Game #2 We cut a few holes in the side of a large cardboard box, painted it with some appropriate picture, and threw beanbags through the holes.
Game #3 We stood yardsticks, dowels, and straight curtain rods in a tall bucket and tossed canning jar rings over their ends.
Game #4 We prepared several guessing games: 6-8 jars filled with assorted objects for the players to guess how many things were in each container. Marbles in one jar, buttons in another jar, one jar with an assortment of game pawns, and so on. Each guess had to be written down on a slip of paper with the guesser’s name, and the answer closest to the correct amount was awarded a cookie-prize at the end of the afternoon. Preparation for this part included having an accurate count of the objects in each jar. I was delegated that responsibility, since my children wanted to be able to play as many games as they could with their friends, not just be the hosts of the carnival; therefore, only Mom could know the correct answers. Once the carnival was underway, the players requested that the guessing games be repeated by announcing the correct answers after everyone had a chance to enter a guess, then altering the amounts in the jars so they could all play again.
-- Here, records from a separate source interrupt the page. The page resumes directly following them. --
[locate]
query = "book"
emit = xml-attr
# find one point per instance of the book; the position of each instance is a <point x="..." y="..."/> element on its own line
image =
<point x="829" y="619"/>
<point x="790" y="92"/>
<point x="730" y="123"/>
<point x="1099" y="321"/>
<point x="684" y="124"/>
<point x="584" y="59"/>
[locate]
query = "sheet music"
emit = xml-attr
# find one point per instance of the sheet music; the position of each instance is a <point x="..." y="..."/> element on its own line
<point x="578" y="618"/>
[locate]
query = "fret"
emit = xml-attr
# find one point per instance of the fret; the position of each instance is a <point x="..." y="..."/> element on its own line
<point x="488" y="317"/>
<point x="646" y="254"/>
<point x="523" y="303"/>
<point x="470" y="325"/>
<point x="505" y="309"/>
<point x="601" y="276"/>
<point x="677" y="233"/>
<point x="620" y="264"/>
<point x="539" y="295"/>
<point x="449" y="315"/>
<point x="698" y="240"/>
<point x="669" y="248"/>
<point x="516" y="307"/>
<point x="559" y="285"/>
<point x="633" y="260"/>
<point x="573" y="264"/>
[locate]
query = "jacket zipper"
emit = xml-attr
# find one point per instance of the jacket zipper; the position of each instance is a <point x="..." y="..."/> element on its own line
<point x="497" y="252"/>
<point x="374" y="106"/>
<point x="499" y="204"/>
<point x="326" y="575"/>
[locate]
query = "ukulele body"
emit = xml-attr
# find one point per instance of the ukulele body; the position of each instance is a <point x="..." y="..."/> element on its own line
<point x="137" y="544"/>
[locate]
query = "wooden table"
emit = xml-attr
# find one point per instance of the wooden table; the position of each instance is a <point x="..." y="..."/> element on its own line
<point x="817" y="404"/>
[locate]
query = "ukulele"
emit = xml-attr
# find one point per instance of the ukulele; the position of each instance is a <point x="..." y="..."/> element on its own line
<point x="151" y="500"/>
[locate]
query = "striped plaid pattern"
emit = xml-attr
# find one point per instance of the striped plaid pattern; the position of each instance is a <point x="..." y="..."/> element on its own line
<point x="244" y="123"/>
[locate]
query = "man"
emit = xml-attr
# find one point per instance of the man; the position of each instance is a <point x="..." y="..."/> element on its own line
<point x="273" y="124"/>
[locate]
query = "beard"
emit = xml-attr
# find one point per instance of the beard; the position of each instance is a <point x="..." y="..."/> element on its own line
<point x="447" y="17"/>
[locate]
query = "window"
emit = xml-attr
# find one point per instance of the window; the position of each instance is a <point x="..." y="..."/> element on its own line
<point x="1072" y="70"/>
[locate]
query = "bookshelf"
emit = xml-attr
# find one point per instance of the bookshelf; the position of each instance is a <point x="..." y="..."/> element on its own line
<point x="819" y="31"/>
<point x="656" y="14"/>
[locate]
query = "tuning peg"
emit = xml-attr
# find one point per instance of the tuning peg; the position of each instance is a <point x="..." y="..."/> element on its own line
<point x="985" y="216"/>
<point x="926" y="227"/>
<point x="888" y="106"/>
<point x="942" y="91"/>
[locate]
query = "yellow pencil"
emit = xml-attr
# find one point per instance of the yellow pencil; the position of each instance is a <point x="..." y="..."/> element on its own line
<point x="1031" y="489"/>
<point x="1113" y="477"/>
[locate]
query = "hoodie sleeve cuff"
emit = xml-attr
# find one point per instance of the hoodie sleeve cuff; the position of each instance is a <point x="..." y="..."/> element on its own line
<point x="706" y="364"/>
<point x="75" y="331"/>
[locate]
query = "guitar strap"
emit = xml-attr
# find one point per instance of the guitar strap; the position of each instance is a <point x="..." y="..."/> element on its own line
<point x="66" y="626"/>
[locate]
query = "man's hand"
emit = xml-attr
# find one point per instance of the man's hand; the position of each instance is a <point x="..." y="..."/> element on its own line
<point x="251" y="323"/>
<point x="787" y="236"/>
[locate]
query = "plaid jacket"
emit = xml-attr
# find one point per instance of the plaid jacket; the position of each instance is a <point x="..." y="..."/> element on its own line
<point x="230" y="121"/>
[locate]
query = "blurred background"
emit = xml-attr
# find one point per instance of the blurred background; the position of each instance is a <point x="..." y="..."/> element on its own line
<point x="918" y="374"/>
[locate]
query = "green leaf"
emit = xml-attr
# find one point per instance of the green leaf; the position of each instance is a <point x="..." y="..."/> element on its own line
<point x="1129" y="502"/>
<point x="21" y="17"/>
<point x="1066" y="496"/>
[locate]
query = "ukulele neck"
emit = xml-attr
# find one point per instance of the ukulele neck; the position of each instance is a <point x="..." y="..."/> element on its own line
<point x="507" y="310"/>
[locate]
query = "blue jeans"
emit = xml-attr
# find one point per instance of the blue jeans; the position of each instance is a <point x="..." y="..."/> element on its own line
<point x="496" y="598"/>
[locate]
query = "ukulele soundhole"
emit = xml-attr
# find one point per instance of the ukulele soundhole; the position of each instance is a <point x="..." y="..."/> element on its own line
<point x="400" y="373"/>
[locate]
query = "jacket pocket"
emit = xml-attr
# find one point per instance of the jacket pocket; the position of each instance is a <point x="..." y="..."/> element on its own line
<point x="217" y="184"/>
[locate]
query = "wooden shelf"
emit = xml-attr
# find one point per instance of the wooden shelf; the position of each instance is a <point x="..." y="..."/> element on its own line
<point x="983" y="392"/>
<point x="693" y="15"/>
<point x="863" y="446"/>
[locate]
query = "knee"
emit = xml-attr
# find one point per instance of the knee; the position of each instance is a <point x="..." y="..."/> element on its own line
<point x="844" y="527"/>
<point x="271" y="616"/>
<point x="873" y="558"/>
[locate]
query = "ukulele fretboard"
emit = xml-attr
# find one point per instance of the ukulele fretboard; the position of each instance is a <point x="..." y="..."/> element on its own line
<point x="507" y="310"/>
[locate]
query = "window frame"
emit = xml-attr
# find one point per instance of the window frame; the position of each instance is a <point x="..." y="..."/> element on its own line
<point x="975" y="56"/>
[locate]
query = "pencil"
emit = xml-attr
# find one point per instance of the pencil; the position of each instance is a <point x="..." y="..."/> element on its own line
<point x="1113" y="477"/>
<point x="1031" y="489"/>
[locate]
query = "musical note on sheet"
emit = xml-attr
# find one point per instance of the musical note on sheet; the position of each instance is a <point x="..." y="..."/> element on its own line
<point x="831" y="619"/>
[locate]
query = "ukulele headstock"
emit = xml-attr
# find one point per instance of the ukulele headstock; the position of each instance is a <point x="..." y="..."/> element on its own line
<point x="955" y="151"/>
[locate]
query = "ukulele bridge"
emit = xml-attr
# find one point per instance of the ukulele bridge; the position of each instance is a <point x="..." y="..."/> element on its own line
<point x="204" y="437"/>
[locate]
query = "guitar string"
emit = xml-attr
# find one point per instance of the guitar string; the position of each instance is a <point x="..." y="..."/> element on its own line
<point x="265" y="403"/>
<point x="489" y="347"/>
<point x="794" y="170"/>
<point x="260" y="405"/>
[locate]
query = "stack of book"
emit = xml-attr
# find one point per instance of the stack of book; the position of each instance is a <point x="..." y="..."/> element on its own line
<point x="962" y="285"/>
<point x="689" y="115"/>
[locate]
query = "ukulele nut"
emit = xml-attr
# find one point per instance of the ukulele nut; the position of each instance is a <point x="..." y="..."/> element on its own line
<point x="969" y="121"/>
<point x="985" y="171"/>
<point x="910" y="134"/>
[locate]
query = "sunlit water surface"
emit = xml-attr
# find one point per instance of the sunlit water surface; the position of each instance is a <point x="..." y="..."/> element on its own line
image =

The prizes were awarded immediately to winners of these games, but part of the preparation had been trying out the games to find what distance made them challenging. We did not want to run out of cookies too quickly.
The carnival only lasted 2 hours, but it was amazingly fun to play the same simple games over and over. My children got to show their friends what each game was, play it with them, and then move on to the next game. Everyone got into the spirit of the carnival, as the other children took part in setting up the cans or retrieving the balls and beanbags. It became as much fun to host a game, as it was to play it.